The
vinyliminium complexes [Fe2{μ-η1:η3-C(CO2Me)C(H)CN(Me)(R)}(μ-CO)(CO)(Cp)2][SO3CF3] [R = Me, 1a;
R = 4-C6H4OMe, 1b; R = CH2Ph, 1c] react with primary amines (NH2R′;
R′= Me, Et, Bu
n
, (CH2)2NH2, CH2Ph) and ammonia to give
the corresponding bridging amidine-alkylidene complexes [Fe2{μ-κ1(N):η1(C):η1(C)-C(CO2Me)CH2C{N(Me)(R)}(NR′)}(μ-CO)(CO)(Cp)2] (4a–j) in 70–90%
yields. Likewise, the vinyliminium complex [Fe2{μ-η1:η3-C(CO2Me)C(CO2Me)CN(Me)2}(μ-CO)(CO)(Cp)2][SO3CF3] (1d) reacts with NH2R′ (R′= Me, Et) to form
the corresponding amidine-alkylidene [Fe2{μ-κ1(N):η1(C):η1(C)-C(CO2Me)CH(CO2Me)C(NMe2)(NR′)}(μ-CO)(CO)(Cp)2] [R′= Me, 8a; R′ = Et, 8b], generating selectively one of the two diastereoisomers associated
with the presence of the methylidene unit −CH(COO2Me)– within the bridging ligand. Amination of
the vinyliminium complexes 1a–c takes
place also with hydrazine, resulting in the formation of [Fe2{μ-κ1(N):η1(C):η1(C)-C(CO2Me)CH2C{N(Me)(R)}(NNH2)}(μ-CO)(CO)(Cp)2] [R = Me, 5a; R = 4-C6H4OMe, 5b; R = CH2Ph, 5c]. Complexes 1b and 1d react with NHMe2, affording
the en-(1,1)diamino-alkylidene complexes [Fe2{μ-η1:η3-C(CO2Me)C(R′)C(NMe2)N(Me)(R)}(μ-CO)(CO)(Cp)2] [R = 4-C6H4OMe, R′ =
H, 9b; R = Me, R′ = CO2Me, 9d]. The reaction of 1c with piperidine results in formation
of the amidine-alkylidene [Fe2{μ-κ1(N):η1(C):η1(C)-C(CO2Me)CH2C{N(Me)(CH2Ph)}(CH2CH2CH2CHCH2)}(μ-CO)(CO)(Cp)2] (10), which implies piperidine ring-opening.

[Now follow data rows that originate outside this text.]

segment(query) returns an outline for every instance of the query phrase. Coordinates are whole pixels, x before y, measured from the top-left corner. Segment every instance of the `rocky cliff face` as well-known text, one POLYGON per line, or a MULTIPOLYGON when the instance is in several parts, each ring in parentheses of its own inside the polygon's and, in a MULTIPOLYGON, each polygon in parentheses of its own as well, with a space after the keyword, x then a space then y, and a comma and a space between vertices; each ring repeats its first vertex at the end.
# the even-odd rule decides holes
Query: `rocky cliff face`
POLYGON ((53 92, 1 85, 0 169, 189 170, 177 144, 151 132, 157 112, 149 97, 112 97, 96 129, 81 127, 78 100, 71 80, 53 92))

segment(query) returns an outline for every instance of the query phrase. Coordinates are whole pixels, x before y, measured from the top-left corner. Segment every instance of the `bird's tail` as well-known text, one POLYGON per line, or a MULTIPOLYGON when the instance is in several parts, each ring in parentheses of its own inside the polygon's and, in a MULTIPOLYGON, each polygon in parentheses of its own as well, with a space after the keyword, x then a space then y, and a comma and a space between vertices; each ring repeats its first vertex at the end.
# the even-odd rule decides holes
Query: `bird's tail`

All the products have been purified by alumina chromatography and
characterized by analytical and spectroscopic methods; in addition,
the molecular structures of 4f, 5b, and 8a have been ascertained by X-ray diffraction studies.